The current version of King Crimson is almost tailor made to fulfill Fripp's vision of being able to play onstage virtually all iterations of the group's catalog, and that is exactly what we eagerly experienced, with the caveat that some versions were more successful than others. The only relatively minor quibbles would be that the rather unorthodox vocal interpretation of Indiscipline left something to be desired and the live sound of three full sized drum kits at audience ear level overpowered the ability to clearly pick out Collins' and Levin's playing at times, as well as the lyrics. Attempting to offset this, the overall volume was raised to a sometimes unpleasant level, resulting in widespread earplug use.

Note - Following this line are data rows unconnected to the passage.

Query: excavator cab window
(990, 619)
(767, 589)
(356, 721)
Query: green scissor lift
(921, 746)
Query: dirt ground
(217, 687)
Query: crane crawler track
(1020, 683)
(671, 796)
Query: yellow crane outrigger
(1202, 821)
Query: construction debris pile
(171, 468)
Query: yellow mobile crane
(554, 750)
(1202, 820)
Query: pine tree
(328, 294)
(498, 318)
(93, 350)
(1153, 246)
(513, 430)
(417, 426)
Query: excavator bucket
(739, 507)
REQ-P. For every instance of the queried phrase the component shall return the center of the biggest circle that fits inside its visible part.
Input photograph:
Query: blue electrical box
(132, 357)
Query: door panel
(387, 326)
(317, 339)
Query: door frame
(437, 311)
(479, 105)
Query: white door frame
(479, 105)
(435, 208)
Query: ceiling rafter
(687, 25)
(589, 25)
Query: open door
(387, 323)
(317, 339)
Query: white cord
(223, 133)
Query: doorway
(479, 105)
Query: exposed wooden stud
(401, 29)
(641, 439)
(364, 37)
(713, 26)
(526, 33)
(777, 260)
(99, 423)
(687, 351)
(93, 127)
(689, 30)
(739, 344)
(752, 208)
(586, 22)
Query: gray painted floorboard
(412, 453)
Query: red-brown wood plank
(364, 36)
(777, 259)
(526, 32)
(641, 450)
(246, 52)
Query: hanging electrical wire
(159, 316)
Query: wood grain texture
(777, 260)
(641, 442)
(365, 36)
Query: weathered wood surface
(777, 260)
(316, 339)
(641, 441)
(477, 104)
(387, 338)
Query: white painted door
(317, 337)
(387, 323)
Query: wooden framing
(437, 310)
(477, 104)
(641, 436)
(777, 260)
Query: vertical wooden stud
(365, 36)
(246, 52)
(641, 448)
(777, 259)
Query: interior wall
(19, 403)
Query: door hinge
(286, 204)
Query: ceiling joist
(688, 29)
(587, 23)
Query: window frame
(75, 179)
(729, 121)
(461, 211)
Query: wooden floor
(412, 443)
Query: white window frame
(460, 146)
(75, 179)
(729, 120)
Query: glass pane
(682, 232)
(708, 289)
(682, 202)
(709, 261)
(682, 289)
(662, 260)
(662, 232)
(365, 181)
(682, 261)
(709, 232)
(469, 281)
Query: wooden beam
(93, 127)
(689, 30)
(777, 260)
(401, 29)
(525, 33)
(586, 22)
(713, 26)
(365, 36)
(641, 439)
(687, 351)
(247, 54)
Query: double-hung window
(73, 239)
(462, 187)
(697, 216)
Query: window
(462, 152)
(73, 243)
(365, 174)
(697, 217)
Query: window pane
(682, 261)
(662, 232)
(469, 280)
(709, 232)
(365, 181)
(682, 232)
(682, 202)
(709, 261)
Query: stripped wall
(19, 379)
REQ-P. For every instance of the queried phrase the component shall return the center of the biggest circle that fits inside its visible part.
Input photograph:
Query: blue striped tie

In an evening of many highlights, "Pictures of a City," "Cirkus," "The Letters," "Islands" and "Lizard" from the trio of under-appreciated records more than held their own with the more well known material. Jakko Jakszyk's vocals, Mel Collins' assortment of saxophones and flutes and the delicate sounds of digital mellotrons more than ably presented these jewels in the setting they deserve.
Almost timelessly turning back the clock, we were treated to superb versions of the entire landmark In The Court Of The Crimson King
album (except "I Talk To The Wind") along with powerful performances of the two strongest tracks from Larks' Tongues in Aspic
("Larks' Tongues in Aspic, Part One" and "Easy Money") with the latter featuring Jakko's excellent wordless vocal cadenza.
But the most interstellar part of the evening was the performance of "Starless" from the 1974 Red
album, as the stage lighting changed over from blue to that color. The tension building portion of the piece, led by Levin and Fripp, built inexorably to a delicious climax, finishing the second set to a well deserved standing ovation. An energetic encore of "21st Century Schizoid Man" featuring a superlative Gavin Harrison
drum solo followed, with Fripp plucking Joe Pass
like jazz chords behind Collins' whirling dervish of a sax solo, closing out this first of two evenings of incomparable music making.
Jimi Hendrix saw them at the Marquee in 1969 and declared them to be the best band in the world. In many ways, almost half a century later, they still are.